A few weeks ago, the white American author Lionel Shriver caused a media stir by defending her right to write from a non-white perspective. She was told that she was guilty of 'cultural appropriation'. Leaving aside the complex rights and wrongs which do exist here on both sides, for me, her rebuttal in the New York Times hit one of the 21st Century's biggest political and societal challenges on the head:
"As a lifelong Democratic voter, I'm dismayed by the radical left's ever-growing list of dos and don'ts -- by its impulse to control, to instil self-censorship as well as to promote real censorship, and to deploy sensitivity as an excuse to be brutally insensitive to any perceived enemy. There are many people who see these frenzies about cultural appropriation, trigger warnings, micro-aggressions and safe spaces as overtly crazy. The shrill tyranny of the left helps to push them toward Donald Trump."
I absolutely agree that we should celebrate the rising voices and confidence of the people in our society who have been marginalised, sometimes victimised and often ignored. But it is true that a large cross-section of people on the left - of every race, religion and social class - have become increasingly narrow-minded and shrill.
This growing intolerance to opinions and viewpoints that do not align with our own is hugely concerning. But what absolutely terrifies me is the thought that we might be at the very beginning of building a society that believes wholeheartedly in censorship; sold to us as a natural and acceptable part of 'identity politics'.
On Tuesday night we saw this phenomenon in action at a Momentum meeting at the Labour Party Conference. Unite the Union's chief of staff Andrew Murray rounded on the UK media. According to people who were there, alongside a diatribe about how ownership of the media should be physically wrested from 'tax exiles and ne'er-do-wells', he said: "As bad as the media is, it is not all powerful. It can be defeated." He could have said: "We do not merely destroy our enemies; we change them." But George Orwell said that in 1984, so it's already taken.
Yes, I know that its proponents will argue that they are just levelling the playing field, that all the media are biased towards the right; all are owned and paid for by corporations and ultra-high-net-worth individuals and that the new generation can't get their voice heard. But you know...that's life. It's not a level playing field and it isn't all fair. And if the media was all state owned or had a hard left-wing perspective, then there would be someone else saying it's not fair and demanding we reset society.
The general media-consuming public want opinions that mirror their own. They like papers to agree with them. And at the moment, like it or not, the press are doing just that. If you don't believe me, look at where Labour and Jeremy Corbyn are in the polls.
Identity politics is defined as 'a tendency for people of a particular religion, race, social background, etc., to form exclusive political alliances, moving away from traditional broad-based party politics'. From this definition you can clearly see that identity politics is not the exclusive property of the left wing - far from it; Nigel Farage was the right's identity-politics poster boy. But it's on the left that this phenomenon is now taking hold most obviously in the UK. And it's from the left that we'll see it having the most impact in the future.

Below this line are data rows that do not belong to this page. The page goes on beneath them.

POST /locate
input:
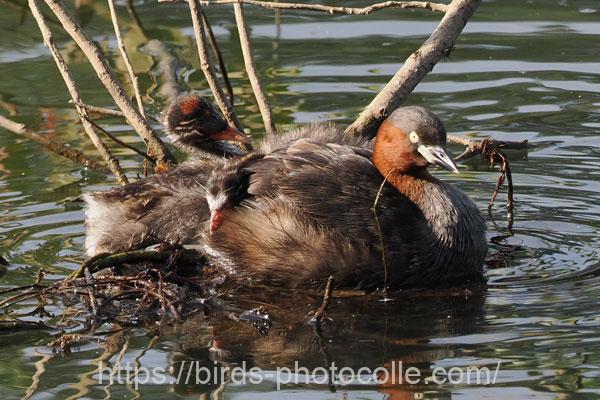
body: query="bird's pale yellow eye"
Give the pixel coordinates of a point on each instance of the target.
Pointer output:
(413, 137)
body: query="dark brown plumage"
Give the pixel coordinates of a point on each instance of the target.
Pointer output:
(308, 213)
(172, 207)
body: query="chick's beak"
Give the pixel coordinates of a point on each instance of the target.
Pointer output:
(231, 134)
(216, 219)
(436, 155)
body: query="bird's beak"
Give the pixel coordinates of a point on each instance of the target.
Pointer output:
(436, 155)
(231, 134)
(216, 219)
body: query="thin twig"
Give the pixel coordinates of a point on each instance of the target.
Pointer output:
(474, 147)
(123, 50)
(47, 143)
(217, 51)
(110, 111)
(100, 110)
(380, 233)
(436, 7)
(122, 143)
(206, 66)
(321, 313)
(105, 73)
(112, 162)
(259, 93)
(415, 68)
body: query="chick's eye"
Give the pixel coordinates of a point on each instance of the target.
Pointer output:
(413, 137)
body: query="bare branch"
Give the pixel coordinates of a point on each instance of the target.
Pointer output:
(215, 46)
(112, 162)
(436, 7)
(415, 68)
(123, 50)
(106, 76)
(58, 148)
(110, 111)
(474, 147)
(259, 94)
(122, 143)
(209, 73)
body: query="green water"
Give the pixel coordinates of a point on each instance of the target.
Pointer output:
(521, 70)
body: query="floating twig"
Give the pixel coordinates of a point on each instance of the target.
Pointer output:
(58, 148)
(415, 68)
(436, 7)
(321, 313)
(491, 151)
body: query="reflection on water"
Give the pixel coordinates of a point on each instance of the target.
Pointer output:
(522, 70)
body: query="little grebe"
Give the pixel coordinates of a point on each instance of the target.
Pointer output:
(171, 207)
(304, 211)
(168, 207)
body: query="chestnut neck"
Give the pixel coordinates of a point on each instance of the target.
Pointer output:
(396, 159)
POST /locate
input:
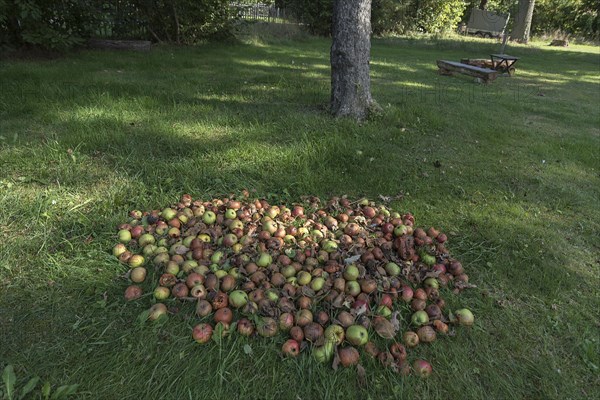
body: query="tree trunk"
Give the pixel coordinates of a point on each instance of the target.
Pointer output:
(522, 27)
(350, 54)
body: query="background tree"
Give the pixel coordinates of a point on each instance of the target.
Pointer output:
(350, 54)
(522, 27)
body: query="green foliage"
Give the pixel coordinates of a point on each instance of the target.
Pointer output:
(62, 24)
(317, 14)
(390, 16)
(436, 16)
(56, 25)
(186, 21)
(386, 15)
(576, 17)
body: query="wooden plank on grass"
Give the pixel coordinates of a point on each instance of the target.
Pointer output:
(449, 67)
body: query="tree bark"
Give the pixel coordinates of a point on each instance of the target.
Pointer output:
(350, 54)
(522, 27)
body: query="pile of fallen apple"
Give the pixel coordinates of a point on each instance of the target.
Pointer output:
(330, 275)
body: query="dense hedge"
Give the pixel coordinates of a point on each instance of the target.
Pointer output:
(61, 24)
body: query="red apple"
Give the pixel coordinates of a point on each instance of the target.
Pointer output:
(202, 333)
(291, 348)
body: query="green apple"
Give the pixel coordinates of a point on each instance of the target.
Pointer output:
(238, 298)
(334, 333)
(400, 230)
(352, 288)
(168, 214)
(209, 217)
(161, 293)
(288, 271)
(351, 272)
(432, 283)
(124, 236)
(329, 246)
(136, 260)
(304, 278)
(264, 260)
(205, 237)
(120, 249)
(357, 335)
(317, 283)
(146, 239)
(392, 269)
(384, 311)
(419, 318)
(230, 214)
(324, 353)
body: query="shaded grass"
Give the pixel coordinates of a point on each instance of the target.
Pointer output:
(86, 138)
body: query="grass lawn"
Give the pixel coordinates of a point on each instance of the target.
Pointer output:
(88, 137)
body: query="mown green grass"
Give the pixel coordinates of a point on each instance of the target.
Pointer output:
(88, 137)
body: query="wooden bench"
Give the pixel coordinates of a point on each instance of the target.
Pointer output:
(450, 67)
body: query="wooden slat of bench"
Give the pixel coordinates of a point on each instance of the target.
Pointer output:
(451, 66)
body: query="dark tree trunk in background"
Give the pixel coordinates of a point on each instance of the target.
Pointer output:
(522, 27)
(350, 54)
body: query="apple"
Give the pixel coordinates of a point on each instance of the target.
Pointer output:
(162, 259)
(124, 236)
(384, 311)
(407, 293)
(133, 292)
(303, 278)
(392, 269)
(245, 327)
(146, 239)
(465, 317)
(168, 214)
(209, 218)
(156, 311)
(149, 250)
(357, 335)
(351, 272)
(401, 230)
(202, 333)
(348, 356)
(119, 249)
(419, 318)
(136, 260)
(329, 246)
(411, 339)
(230, 214)
(334, 333)
(352, 288)
(323, 353)
(317, 283)
(286, 321)
(161, 293)
(432, 283)
(264, 260)
(422, 368)
(238, 298)
(138, 275)
(290, 348)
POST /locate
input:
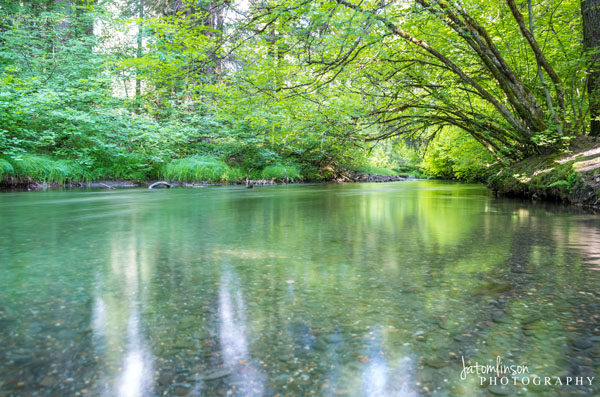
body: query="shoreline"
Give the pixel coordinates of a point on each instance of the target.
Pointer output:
(571, 178)
(122, 184)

Identity politics is driving the outrage bus into new territory - and then straight off a cliff. It's cultural roots can be seen with the 'offended' debate; a place no one goes anymore because 'offense' is a moveable feast. It changes according to the prevailing cultural, educational and societal conditions. Something that most people didn't find offensive in the 1970s is quite clearly outrageously offensive to many more people today. And as with all things, this cultural change is speeding up. Something we found hugely offensive five years ago on Twitter is now just everyday life.
About 18 months ago we reached peak-offended. Being offended had been elevated to a human right and people regularly wrote learned papers, and even whole books, on the subject. We created a whole raft of new terms including Victimhood and Micro-aggression. And many people subconsciously subscribed to the idea that being offended proved you were a person of moral virtue, a person of refined sensitivities and intellect, and therefore must tell everyone how offended you were on Twitter.
Looking back, these were happy days. Today, things are very different. We are at a much darker, more dangerous stage. Insults have become much more aggressive and we are no longer sure whether violence is a threat or a promise. Being offended is no longer the option it once was. Against this backdrop, it's hard to regard identity politics as a force for good; as a welcome raising of voices against the broken status quo. If identity politics really is the future, which I suspect it is, then we all need to find a way of working within it that doesn't threaten to consume us all.